Das nenne ich doch mal eine eckige Überschrift! Aber sie trifft exakt zu, denn genau damit durfte ich mich in den vergangenen Tagen beschäftigen. Paris ist für mich gemeinsam mit Tokio die kulinarisch interessanteste Stadt der Welt. Entsprechend vollgepackt ist regelmäßig mein Zeitplan, wenn ich – wie im vergangenen Winter – in der französischen Hauptstadt ankomme. Diesmal war allerdings alles anders. Wegen des Streiks war das Fortbewegen ungeheuer mühsam. Denn das ist ja eigentlich das Gute an solchen Metropolen wie Paris oder Tokio, dass man mit öffentlichen Verkehrsmitteln in relativ kurzer Zeit kreuz und quer durch die Stadt fahren kann. Diesmal war ich also vornehmlich zu Fuß unterwegs, insbesondere abends, was den Radius erheblich eingeschränkt hat. Aber wie manchmal bei solchen Gelegenheiten, entdeckt man dadurch überraschende Orte, an denen man ansonsten vielleicht vorbeigegangen wäre…

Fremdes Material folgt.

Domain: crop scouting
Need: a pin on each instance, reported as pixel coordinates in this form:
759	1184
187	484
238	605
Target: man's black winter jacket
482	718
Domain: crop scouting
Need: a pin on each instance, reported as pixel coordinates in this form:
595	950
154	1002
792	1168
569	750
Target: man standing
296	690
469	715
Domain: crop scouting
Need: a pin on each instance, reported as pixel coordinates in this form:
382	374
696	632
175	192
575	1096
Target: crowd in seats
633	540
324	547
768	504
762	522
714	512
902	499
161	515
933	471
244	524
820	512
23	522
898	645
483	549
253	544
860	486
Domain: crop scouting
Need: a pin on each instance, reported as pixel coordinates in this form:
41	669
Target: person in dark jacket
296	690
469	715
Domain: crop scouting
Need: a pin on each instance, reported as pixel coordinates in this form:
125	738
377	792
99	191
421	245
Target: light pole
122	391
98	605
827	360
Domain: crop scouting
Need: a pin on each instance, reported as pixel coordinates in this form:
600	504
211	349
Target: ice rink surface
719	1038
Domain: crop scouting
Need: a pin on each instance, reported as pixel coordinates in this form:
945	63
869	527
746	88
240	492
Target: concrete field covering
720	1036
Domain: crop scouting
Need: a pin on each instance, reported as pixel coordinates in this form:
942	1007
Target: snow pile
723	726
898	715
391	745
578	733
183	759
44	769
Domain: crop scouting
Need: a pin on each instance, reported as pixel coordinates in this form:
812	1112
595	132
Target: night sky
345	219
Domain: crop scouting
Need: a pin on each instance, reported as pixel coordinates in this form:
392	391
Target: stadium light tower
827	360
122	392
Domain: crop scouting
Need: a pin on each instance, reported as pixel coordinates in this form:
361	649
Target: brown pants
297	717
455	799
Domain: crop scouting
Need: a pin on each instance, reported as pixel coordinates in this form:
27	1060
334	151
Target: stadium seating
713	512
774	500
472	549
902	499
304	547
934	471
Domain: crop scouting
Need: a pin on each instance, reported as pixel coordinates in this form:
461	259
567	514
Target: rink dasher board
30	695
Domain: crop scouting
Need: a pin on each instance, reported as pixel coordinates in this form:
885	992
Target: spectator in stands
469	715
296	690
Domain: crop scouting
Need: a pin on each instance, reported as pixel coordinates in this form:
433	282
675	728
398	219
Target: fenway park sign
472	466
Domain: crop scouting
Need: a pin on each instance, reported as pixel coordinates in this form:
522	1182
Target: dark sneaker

In der Chinatown von Paris
Ich war wieder einmal im 13. Arrondissement untergekommen, also ganz im Süden von Paris, rive gauche sozusagen. Hier gibt es die berühmte Chinatown, die aus Hochhäusern, Supermärkten und Restaurants besteht – um es mal sehr grob zu sagen. Die meisten der hier lebenden Menschen (ich hatte im Rahmen eines Projekts dazu mal ein Experteninterview geführt) haben ihre familiären Wurzeln in den südostchinesischen Provinzen Guangdong und Fujian. Allerdings gehörten sie in der Regel zu den mehr als 20 Millionen “Auslandschinesen”, die bereits vor ihrer Auswanderung in den von der Kolonialmacht Frankreich unabhängig gewordenen Ländern Indochinas lebten – also Vietnam, Laos und Kambodscha. Ihre Nachkommen in Paris sind natürlich französische Staatsangehörige, zu denen sich noch eine bunte Mischung anderer ost- und südostasiatischer Nationalitäten gesellt.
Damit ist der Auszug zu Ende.